Prier en direct, expliquer un rite religieux en cinquante secondes ou répondre aux angoisses spirituelles des internautes… Sur TikTok, YouTube ou Instagram, les influenceurs chrétiens se sont imposé comme de nouveaux médiateurs de la foi. Leur audience se chiffre en centaines de milliers d’abonnés. Et ils ont déjà transformé la manière de parler du religieux.
Ces créateurs de contenu ont appris à parler la langue des plateformes. Ils utilisent des formats courts, un ton familier et une proximité assumée. « Ce ne sont pas des autorités mais des références », analyse le chercheur David Douyère. « Ils se positionnent moins comme des maîtres spirituels que comme des guides accessibles ». Cette posture de proximité est essentielle. Une prière de deux minutes, un conseil spirituel filmé dans une chambre ou un bureau et la foi se glisse dans le quotidien. « L’idée est de permettre l’identification pour poser le locuteur comme partenaire », explique le chercheur. « Le religieux se banalise en resacralisant la vie ordinaire ».
Dans l’espace francophone, plusieurs personnalités émergent. Le dominicain Frère Paul-Adrien d’Hardemare, avec des centaines de milliers d’abonnés, est devenu l’un des visages majeurs de l’évangélisation en ligne. « J’essaye toujours de distinguer ma position personnelle et celle de l’Église », assure-t-il. Mais le paysage reste marqué par une forte présence de courants conservateurs. Selon Carolina Costa, pasteure réformée genevoise, cette domination crée une forme de standardisation. « Les algorithmes écrasent tout le reste et rendent plus difficile la découverte d’un christianisme inclusif ».

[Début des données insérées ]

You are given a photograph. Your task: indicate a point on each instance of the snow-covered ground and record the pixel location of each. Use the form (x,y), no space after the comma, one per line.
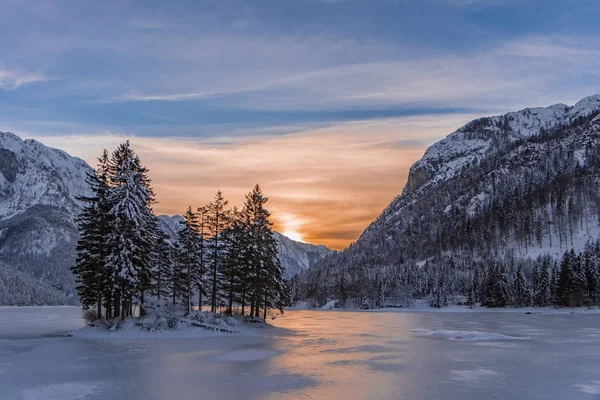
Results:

Derrière les vidéos pédagogiques ou humoristiques, certains observateurs pointent aussi des enjeux idéologiques. « Sous une image cool et moderne, les discours servent parfois des objectifs précis », souligne David Douyère, évoquant notamment des positions contre l’avortement, l’euthanasie ou les droits LGBTQI+.
Les influenceurs religieux fonctionnent aussi comme un baromètre des inquiétudes sociales. « Ce qui fait cliquer, c’est la face cachée de l’humain, la vie après la mort, les expériences de mort imminente, la sexualité », explique Carolina Costa. Des sujets rarement évoqués en public mais massivement recherchés en ligne. Pour les chercheurs, Internet agit comme une « table d’écoute ». Les créateurs de contenus religieux « captent le bruit du monde, les préoccupations et le langage des gens », note David Douyère. « Ensuite, ils adaptent leur message ».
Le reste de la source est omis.